The Cool Tool uses the association rules to characterize subpopulations, with the LHS value defining the subpopulation and the RHS characterizing it.  If the LHS occurs at a frequency lower than the minimum support metric, this method will not return results.  

This experiment involves testing whether other algorithm results can be used to characterize these relatively small subpopulations.

Three algorithm results are tested:  __Conditional Probabilities__, __Classification Coefficients__ and __Frequency Counts__.

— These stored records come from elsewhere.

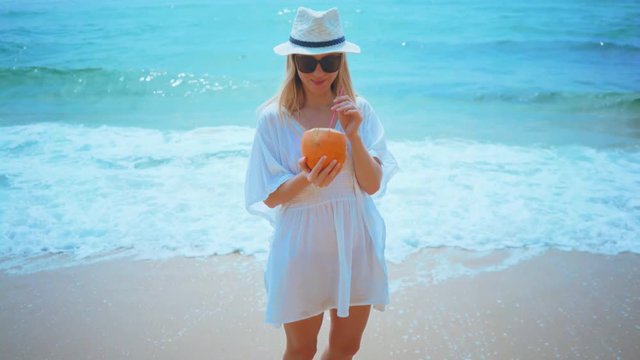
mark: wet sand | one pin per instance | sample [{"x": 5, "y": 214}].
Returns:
[{"x": 558, "y": 305}]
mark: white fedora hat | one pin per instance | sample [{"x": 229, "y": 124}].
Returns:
[{"x": 316, "y": 32}]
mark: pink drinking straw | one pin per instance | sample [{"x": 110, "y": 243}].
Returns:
[{"x": 333, "y": 115}]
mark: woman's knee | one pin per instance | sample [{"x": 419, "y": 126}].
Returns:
[
  {"x": 344, "y": 349},
  {"x": 300, "y": 351}
]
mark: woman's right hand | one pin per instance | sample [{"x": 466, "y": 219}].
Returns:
[{"x": 318, "y": 176}]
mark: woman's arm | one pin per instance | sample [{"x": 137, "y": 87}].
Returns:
[
  {"x": 317, "y": 176},
  {"x": 288, "y": 190},
  {"x": 367, "y": 168}
]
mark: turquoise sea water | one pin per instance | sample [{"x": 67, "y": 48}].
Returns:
[{"x": 125, "y": 126}]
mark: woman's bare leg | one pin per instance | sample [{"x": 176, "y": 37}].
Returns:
[
  {"x": 302, "y": 338},
  {"x": 346, "y": 333}
]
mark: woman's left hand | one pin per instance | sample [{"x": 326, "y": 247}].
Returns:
[{"x": 348, "y": 114}]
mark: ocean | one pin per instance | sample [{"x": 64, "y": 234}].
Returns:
[{"x": 125, "y": 126}]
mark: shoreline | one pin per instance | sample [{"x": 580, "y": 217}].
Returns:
[{"x": 554, "y": 305}]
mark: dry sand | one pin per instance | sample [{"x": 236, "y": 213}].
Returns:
[{"x": 559, "y": 305}]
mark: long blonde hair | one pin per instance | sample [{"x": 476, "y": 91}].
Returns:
[{"x": 291, "y": 97}]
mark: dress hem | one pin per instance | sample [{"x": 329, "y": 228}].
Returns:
[{"x": 380, "y": 306}]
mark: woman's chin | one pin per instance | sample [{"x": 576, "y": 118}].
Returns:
[{"x": 318, "y": 88}]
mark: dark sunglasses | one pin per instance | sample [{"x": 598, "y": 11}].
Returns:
[{"x": 307, "y": 64}]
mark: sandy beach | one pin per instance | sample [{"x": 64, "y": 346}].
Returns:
[{"x": 558, "y": 305}]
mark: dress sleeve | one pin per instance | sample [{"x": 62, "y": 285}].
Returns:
[
  {"x": 265, "y": 172},
  {"x": 373, "y": 138}
]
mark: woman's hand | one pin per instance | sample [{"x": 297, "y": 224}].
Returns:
[
  {"x": 318, "y": 176},
  {"x": 348, "y": 114}
]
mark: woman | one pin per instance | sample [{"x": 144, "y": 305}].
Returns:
[{"x": 327, "y": 250}]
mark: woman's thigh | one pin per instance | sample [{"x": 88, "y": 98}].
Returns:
[
  {"x": 347, "y": 332},
  {"x": 304, "y": 332}
]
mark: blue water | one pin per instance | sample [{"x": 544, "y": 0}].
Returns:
[{"x": 125, "y": 126}]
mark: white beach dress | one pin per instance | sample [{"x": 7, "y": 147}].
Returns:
[{"x": 327, "y": 247}]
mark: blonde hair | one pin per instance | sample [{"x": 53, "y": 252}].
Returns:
[{"x": 291, "y": 97}]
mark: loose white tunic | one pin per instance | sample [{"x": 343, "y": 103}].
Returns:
[{"x": 327, "y": 248}]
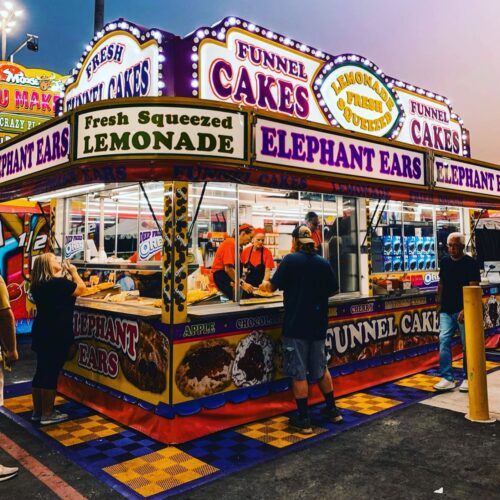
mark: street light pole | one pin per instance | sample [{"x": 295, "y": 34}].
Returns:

The __Season Stats__ data set is used with __pos=G__ defining the subpopulation.

In [None]:
import pandas as pd

# Location of data sets
DATA_DIR_NAME = '/Users/karenblakemore/merck/data/'

# Classification Results
For this experiment, the __dependent value__ defines the subpopulation. __Independent values__ that are strongly associated with the dependent value characterize the subpopulation.

The classification results include a set of __coefficients__ for each dependent value.  The results also include __counts__ of the co-occurrence of dependent and independent values. 

## Load Classification Results and create subpopulation

In [None]:
# classification results
DATA_SET_NAME = 'Seasons_Stats_noindex_classification_coefficients'

# Read classification results
pdf = pd.read_csv(DATA_DIR_NAME + DATA_SET_NAME + '.csv')

# Create subpopulation defined by dependent value
pos_g = pdf[pdf['dependent_value'] == 'pos=G']

## Top classification coefficients for subpopulation
The top coefficients are for infrequent values.  Higher frequency values would provide more general characterizations. Also, the relationships may not be linear which would mean that the coefficients can not be interpreted as the importance of an independent value.

In [None]:
coefficients = pos_g.reindex(pos_g['coefficient'].abs().sort_values(ascending=False).index)
print(coefficients[:10].to_string())

## Top frequency counts for subpopulation
The __count__ field is the number of co-occurrences of the dependent and independent values.  This is equivalent to the support metric in the association rules and conditional probabilities, with the added benefit of no minimum support.

A variable value of __nan__ means that the field was blank.

In [None]:
counts = pos_g.reindex(pos_g['count'].abs().sort_values(ascending=False).index)
print(counts[:30].to_string())

# Conditional Probabilities
As with the Association Rules, the __LHS__ defines the subpopulation and the __RHS__ characterizes it.

In the Season Stats data set, pos=G occurs with a frequency of .026.  Since the minimum support for conditional probabilites is .01, the results can capture rules for the subpopulation.

## Load Conditional Probabilities and create subpopulation

In [None]:
# classification results
DATA_SET_NAME = 'Seasons_Stats_noindex_conditional_probabilities'

# Read classification results
pdf = pd.read_csv(DATA_DIR_NAME + DATA_SET_NAME + '.csv')

# Create subpopulation defined by dependent value
pos_g = pdf[pdf['LHS'] == 'pos=G']

## Top ranking conditional probabilities by support
The top ranking conditional probabilities are equivalent to those produced by the frequency count method, with the exception of additional metrics.  These are __confidence__ and __lift__.  Confidence explains how often the RHS value occurs in the subpopulation relative to other values of the same RHS variable.  Lift explains the relative frequency of the RHS in the subpopulation versus the general population.

In [None]:
counts = pos_g.reindex(pos_g['support'].sort_values(ascending=False).index)
print(counts[:30].to_string())

# Conclusion
Of the algorithms currently implemented, conditional probabilities is the best method for characterizing small subpopulations defined by a single variable value.   That is because conditional probabilities can use a lower support threshold than association rules and the results include lift and confidence metrics.